In Aladdin Wealth, we of course use tons of open source software. We use like Linux, Java, Spring, Scala, Spark, all sorts of stuff like that. We also tend to follow path 1 more than path 2, but we want to be doing more of path 2, and be contributing more in open source. I do want to share one story which is about matrix vector multiplication. That is something that’s very much core to our business, like I described earlier. We’ve actually taken both path 1 and path 2 for matrix operations. We started off our business and our product by using netlib BLAS. That is a open source state of the art library from the ’70s. It’s written in Fortran. Everybody is using that for matrix operations. We use that to bootstrap our product and bootstrap our business. We achieved a significant level of scale with that, and things were great. What we found out was that as we expanded to other regions, as we expanded our capabilities and took on more complex portfolios, and added more functionality, we found that BLAS was actually not fast enough for us. It was running out of memory in some cases. That seems like a surprise, given how old and battle tested this library is. That’s fundamentally because we did not have a general-purpose matrix problem, and BLAS is highly optimized for dense vector, dense matrix operations. Our matrix is dense, and it’s also positive definite and symmetric, because it’s covariance matrix. Then our vectors, though, are almost always a little sparse, or extremely sparse. We weren’t able to take advantage of that problem formulation with use of BLAS. What we did is we gradually unwound more of our implications with BLAS methods and replaced them with internal equivalents that were optimized for our use cases with these sparse vectors and dense matrices. It got to the point where we were only using the open source library for the interface of a class that defines, what’s a matrix? How do I iterate the entries, those kinds of things? It’s not a great situation to be in, because you’re pulling in a bunch of code in an interface.

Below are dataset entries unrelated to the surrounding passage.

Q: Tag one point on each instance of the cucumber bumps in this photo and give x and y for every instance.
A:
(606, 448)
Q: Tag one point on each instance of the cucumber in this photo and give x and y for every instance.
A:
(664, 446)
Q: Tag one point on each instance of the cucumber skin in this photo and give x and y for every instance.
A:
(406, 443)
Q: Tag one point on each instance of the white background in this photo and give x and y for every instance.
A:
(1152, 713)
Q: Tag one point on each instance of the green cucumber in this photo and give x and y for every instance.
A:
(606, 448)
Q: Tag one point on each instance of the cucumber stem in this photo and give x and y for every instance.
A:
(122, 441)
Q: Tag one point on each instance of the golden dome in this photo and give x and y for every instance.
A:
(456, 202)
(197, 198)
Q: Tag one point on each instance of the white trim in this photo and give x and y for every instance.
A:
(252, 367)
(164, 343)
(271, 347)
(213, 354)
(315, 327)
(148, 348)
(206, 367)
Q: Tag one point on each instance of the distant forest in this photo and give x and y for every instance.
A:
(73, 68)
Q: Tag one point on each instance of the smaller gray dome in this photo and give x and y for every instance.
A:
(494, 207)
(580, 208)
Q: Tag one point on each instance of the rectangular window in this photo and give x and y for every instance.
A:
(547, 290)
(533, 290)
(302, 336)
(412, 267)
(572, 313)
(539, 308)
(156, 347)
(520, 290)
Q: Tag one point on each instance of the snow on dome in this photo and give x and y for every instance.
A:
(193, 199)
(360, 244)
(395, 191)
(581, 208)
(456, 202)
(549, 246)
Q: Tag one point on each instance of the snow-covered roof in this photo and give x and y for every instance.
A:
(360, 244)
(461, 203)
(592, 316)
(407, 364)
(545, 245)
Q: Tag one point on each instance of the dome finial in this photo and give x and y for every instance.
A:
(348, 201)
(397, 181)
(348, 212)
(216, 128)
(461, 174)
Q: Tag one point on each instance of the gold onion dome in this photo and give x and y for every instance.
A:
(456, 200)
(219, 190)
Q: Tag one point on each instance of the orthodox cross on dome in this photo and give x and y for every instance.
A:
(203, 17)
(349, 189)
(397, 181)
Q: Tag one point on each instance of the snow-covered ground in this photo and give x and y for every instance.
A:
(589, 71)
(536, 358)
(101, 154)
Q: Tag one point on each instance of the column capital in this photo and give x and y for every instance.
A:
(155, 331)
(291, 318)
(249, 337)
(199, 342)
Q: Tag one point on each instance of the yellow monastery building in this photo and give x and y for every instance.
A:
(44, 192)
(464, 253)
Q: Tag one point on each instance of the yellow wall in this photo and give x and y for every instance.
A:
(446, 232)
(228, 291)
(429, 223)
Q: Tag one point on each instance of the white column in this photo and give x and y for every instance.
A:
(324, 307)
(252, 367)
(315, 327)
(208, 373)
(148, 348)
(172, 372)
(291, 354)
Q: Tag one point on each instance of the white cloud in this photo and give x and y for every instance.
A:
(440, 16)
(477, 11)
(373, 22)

What we did is we looked out at the open source matrix library landscape in Java, and we found that there was one library, EJML, which did most of what we needed. It even had one of the optimizations that we had added. It was optimized for a slightly different setup, in that you could have a sparse matrix and a dense vector, but we actually needed the reverse. We also needed one that was exploiting the symmetry as well. What we did is we worked with the maintainer through GitHub, by raising an issue, by raising a PR, by exchanging comments. We were able to add that optimization in as a very small piece of code, an additional method on top of a very comprehensive, very fully featured library within EJML. Then we were able to pull that code back, and we’re going to be able to retire a bunch of internal code as a result of that. That’s the value of open source. We’re getting to retire our internal code, and we’re also contributing back to the community. The story gets even better, because when we raised our PR with our optimization, the maintainer actually took a look at it, when he was reviewing it, he made another optimization on top of that, and that optimization actually yielded a 10% throughput increase in certain cases. That optimization, that extra 10% is something that we would have never been able to benefit from or found out from if we hadn’t first taken the step to open source our own, with not that bespoke use case. We’ve got a post on the BlackRock Engineering blog at engineering.blackrock.com, which talks about this in detail.

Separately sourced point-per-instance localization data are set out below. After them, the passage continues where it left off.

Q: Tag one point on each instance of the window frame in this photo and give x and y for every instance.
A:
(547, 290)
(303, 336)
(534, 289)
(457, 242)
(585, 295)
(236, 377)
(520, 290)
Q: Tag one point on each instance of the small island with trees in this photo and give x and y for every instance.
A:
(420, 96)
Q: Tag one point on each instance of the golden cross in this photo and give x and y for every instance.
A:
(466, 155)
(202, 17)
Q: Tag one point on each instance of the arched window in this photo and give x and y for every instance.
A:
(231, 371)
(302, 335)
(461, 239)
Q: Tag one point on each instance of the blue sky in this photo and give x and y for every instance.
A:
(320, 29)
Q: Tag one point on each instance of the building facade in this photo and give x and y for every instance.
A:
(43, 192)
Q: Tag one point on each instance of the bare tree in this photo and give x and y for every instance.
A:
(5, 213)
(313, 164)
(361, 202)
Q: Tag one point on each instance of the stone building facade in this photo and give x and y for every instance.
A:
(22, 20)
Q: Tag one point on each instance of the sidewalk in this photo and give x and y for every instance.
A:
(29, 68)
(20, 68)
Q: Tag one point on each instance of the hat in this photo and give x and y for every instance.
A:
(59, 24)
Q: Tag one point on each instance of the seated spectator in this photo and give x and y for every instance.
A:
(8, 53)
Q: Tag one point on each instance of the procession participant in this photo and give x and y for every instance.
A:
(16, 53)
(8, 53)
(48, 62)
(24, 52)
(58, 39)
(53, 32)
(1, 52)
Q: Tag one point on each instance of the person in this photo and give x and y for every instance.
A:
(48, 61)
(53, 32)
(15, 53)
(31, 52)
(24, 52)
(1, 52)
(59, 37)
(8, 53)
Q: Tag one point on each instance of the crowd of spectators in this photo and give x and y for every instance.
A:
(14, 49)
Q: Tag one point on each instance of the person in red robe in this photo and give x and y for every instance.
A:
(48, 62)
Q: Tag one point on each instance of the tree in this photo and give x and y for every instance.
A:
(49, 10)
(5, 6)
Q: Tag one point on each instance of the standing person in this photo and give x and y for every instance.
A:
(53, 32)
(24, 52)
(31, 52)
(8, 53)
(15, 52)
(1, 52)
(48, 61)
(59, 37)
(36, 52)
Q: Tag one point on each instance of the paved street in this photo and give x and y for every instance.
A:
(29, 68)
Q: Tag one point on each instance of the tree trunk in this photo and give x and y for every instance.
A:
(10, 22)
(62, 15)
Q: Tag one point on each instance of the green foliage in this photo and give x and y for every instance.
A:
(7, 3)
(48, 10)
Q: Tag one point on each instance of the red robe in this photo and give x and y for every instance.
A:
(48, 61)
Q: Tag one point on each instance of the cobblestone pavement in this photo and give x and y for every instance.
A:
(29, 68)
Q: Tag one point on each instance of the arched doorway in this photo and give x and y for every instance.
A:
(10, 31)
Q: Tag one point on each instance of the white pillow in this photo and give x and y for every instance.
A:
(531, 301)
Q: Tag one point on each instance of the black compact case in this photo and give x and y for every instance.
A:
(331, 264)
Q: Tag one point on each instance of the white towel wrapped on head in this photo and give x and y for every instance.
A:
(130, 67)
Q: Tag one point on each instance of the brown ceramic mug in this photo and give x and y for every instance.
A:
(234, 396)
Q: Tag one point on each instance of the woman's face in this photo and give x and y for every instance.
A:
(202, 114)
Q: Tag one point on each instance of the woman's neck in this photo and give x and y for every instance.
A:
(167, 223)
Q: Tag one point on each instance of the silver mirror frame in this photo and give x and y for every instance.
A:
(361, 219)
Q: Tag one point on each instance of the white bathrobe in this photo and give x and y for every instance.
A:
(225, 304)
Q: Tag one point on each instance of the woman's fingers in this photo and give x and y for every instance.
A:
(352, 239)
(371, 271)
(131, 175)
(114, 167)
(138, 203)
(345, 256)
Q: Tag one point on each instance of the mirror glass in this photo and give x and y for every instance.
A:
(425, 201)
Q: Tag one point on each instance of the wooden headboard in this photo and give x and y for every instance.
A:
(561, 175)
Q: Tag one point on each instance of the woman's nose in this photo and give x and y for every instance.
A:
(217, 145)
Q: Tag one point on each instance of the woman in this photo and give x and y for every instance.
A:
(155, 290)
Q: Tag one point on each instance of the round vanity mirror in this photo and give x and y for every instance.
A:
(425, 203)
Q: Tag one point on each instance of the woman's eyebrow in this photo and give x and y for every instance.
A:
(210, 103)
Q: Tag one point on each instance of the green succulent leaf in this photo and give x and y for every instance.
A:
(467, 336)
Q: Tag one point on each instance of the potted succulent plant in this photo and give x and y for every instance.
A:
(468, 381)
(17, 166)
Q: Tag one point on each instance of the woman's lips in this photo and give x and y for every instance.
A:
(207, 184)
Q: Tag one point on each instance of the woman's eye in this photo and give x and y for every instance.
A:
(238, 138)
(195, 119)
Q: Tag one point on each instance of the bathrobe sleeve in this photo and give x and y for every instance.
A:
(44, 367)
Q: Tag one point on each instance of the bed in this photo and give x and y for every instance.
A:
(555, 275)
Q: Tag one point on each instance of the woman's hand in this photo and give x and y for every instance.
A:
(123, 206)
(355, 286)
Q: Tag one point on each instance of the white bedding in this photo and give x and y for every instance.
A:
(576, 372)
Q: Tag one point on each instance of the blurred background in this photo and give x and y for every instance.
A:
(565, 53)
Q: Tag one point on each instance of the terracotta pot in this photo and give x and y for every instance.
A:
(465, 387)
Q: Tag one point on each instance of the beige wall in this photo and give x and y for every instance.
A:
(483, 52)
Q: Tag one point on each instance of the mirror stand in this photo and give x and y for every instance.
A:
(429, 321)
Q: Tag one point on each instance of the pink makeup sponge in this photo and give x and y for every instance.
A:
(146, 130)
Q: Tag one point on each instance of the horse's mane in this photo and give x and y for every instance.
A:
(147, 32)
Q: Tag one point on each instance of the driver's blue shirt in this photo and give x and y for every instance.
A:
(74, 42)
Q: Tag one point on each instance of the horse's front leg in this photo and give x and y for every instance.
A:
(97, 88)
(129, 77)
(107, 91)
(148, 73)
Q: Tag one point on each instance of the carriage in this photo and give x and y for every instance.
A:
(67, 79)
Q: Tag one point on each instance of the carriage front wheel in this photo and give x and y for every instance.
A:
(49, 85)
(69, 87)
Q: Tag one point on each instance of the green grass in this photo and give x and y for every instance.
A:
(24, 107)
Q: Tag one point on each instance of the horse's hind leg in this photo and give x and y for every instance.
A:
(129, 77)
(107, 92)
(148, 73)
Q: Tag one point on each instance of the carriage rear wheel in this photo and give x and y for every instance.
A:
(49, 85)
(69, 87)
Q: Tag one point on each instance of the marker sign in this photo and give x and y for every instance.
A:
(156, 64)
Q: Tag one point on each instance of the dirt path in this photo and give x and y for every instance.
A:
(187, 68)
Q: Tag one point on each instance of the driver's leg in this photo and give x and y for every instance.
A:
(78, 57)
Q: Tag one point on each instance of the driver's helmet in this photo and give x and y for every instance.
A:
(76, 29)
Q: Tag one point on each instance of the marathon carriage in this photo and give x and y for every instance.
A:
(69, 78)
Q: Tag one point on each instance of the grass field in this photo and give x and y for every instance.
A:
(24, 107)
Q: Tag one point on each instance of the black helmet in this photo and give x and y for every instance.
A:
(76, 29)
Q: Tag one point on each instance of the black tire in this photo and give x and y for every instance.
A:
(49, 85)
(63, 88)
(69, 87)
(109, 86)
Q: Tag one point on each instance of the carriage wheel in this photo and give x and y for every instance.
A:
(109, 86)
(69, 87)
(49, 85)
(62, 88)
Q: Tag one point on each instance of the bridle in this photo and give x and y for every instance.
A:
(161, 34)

5. Consider the Dimensions of Modularization
The next insight I want to talk about is about the dimensions of modularization. There are three of them that I want to talk about, there’s change, capabilities, and scale. I’m going to go through these in detail over the next couple of slides. There are a couple of different approaches to drawing module boundaries when you’re designing a software system. One of the very classic approaches dates back to a 1971 paper by David Parnas. His key insight, his conclusion at the end of that paper was that you should consider difficult design decisions or design decisions which are likely to change. Then your design goal becomes to hide those decisions, ideally inside of a single module. Then that lets you change those design decisions later on, just by modifying that one module, and you don’t have to touch everything else. The very common example of this is going to be your database. If your software system lives for a long time, if it’s successful, you may want to change out the database. It could be because of commercial reasons, you want to swap out your vendor. Or it could just be that you want to upgrade to a non-compatible version, or you want to take your code and run it somewhere else with a totally different database. To apply this principle, you would draw boundaries around your database access. That way, you can just swap out that one module later on when you actually need to do this, and you don’t have to rewrite your calculation logic for your pipelines or anything else like that. That was the dimension of change.

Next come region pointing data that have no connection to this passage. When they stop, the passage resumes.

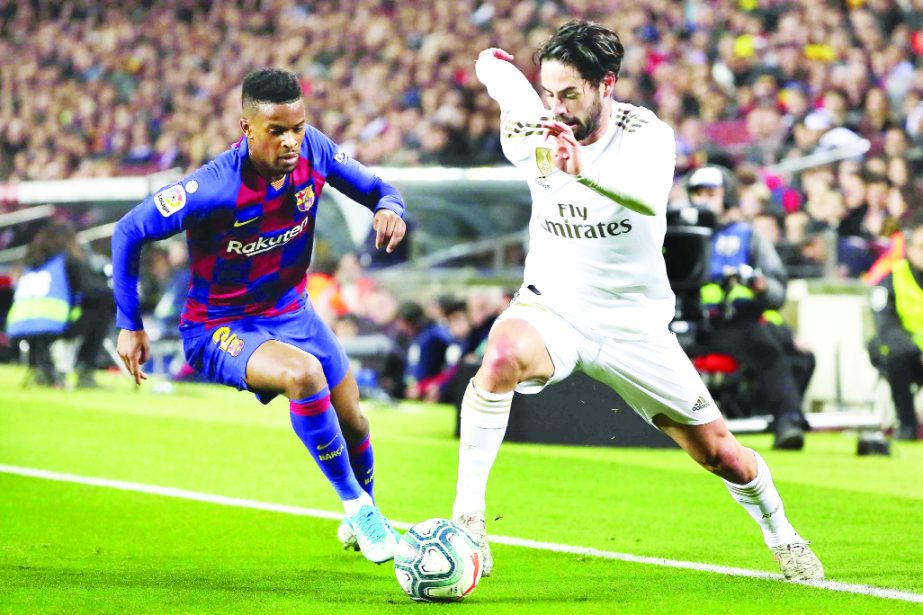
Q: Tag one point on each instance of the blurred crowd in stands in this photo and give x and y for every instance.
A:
(102, 89)
(105, 89)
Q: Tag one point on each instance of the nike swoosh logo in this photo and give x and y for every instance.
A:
(321, 447)
(244, 222)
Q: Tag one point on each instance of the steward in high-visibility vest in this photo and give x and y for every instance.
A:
(747, 285)
(897, 349)
(42, 301)
(58, 294)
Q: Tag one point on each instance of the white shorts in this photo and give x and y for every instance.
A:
(654, 376)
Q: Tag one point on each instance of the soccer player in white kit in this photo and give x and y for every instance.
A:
(595, 295)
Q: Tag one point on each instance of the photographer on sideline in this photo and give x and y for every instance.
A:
(747, 285)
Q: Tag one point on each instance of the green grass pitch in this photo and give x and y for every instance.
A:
(67, 547)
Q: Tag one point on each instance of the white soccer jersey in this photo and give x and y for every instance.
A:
(594, 261)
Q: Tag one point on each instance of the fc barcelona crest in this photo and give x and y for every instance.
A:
(543, 161)
(304, 199)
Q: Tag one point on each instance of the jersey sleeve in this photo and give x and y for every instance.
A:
(353, 178)
(161, 215)
(642, 175)
(521, 108)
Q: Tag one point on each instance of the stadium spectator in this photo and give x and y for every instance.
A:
(426, 351)
(93, 94)
(897, 303)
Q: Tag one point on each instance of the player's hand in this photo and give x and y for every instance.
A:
(135, 349)
(566, 151)
(495, 52)
(389, 229)
(759, 284)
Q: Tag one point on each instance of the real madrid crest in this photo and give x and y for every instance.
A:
(543, 161)
(304, 199)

The next dimension is capabilities. What I mean here is that you should think about breaking up your modules by their functional capabilities. These defines what they do. Make sure that those capabilities are high level enough, they’re real intangible things that product managers and business users can describe. They can tell you in plain language what they do, how they interact, and why they’re important in their daily lives. When you do that, your modules can become products themselves with their own product lifecycle, and their own product managers. Even better, they become building blocks that product managers can then combine in a lot of different ways to build many different products, depending on whatever use case they’re trying to target. In the wealth space, our capabilities, our building blocks are going to be things like portfolios, like securities and portfolio analysis. A product manager could reasonably take those modules, those services and APIs, and say, “I want to build a portfolio supervision app. I want to be able to monitor portfolios, check when they’re within tolerance, make sure that they’re going to achieve my end client’s goals.” They can just combine those building blocks with a compliance alert building block, and they’ve got a product right there. Then another product manager can go and take those same building blocks, and build a portfolio construction app. Something that’s geared towards making changes to portfolios, and analyzing those changes and making sure they’re appropriate, and using optimization to do that. You can do that with those same building blocks, and you can layer on optimization capabilities, householding data about your customers, all sorts of stuff like that. The best part about this is that that layering, that construction of these little building blocks, if you’ve done your job right, your product managers don’t need you to think about that. Your product managers can do that without you. That frees you up to think about the harder engineering problems that you need to be dealing with.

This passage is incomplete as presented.